This time, Newcastle’s squad has been left exposed and it makes their planning look suicidal, particularly with the extra complication of the Europe to consider. There has been a general dip in form which has come in tandem with more matches, less confidence, the feeling that other teams have worked them out, injuries have derailed them and the young players that Pardew wanted to emerge have not done so, albeit in difficult circumstances.

7. The Europa League came a year too soon. This is easy to say, but it is a widely-held belief within the club’s hierarchy, some of whom were not overjoyed when Pardew’s players finished fifth last season. Fourth could have meant the riches of the Champions League (although it didn’t, thanks to Chelsea), and sixth would have meant progress without the added burden of a tournament which brings games but little financial reward.

8. The vision of Llambias and Ashley, somewhere down the line, is that when Newcastle need new players, if they get hit by injury or suspension, they do not reach first for the company credit card but scan the reserve and development squads for replacements. It is why attainting the top grading for their Academy is viewed as so important and why they continue to pay for young players who promptly sink into the structure.

It is what Llambias and Carr were doing in Paris last weekend; not just seeking a ready-made replacement for Ba and, possibly, another defender, but tying up deals for more youngsters. They will tell you that this is not cheap and although the record is mixed on this front – players like Mehdi Abeid have not kicked on as they were expected to – investment now is intended to save money later.

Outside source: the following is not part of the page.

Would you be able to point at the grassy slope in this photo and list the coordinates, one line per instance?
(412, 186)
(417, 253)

9. The first-team is what people care most about, of course, and these are precarious moments. The eight-year contract which Pardew signed earlier this season has allowed him to work without the usual backdrop of chatter and gossip which has afflicted his predecessors – usually due to the itchy trigger-fingers of those above them – but that positivity and opportunity has to be translated into points.

Sussed out by opponents, hampered by selection issues and fleeting time on the training pitch, Newcastle’s fluency has deserted them, morphing into a lumpen, uneasy style. With the get-out of Ba’s goals gone, that must change, while the manager needs to use his authority to win an argument or two about the depth of his squad because, even when everyone is fit, there is a lack of competition.

10. Newcastle is a very different club to the one which was relegated in 2009. They are slimmed down and, in relative terms, financially secure. The dressing-room is solid. The way they do business can be meticulous and single-minded – see the way they rode roughshod over popular feeling with naming rights and Wonga’s sponsorship – yet they believe that everything is done in the cause of self-sufficiency.

Meticulous dice-throwers, jaw-dropping decisions but a stringent, transfer policy; it is the contradiction at the heart of the modern Newcastle. The one area where they have shown a reluctance to gamble is over that old, footballing cliché, where you speculate to accumulate. They should not be risking the club’s future by paying over the odds, yet by paying under them they have done precisely that.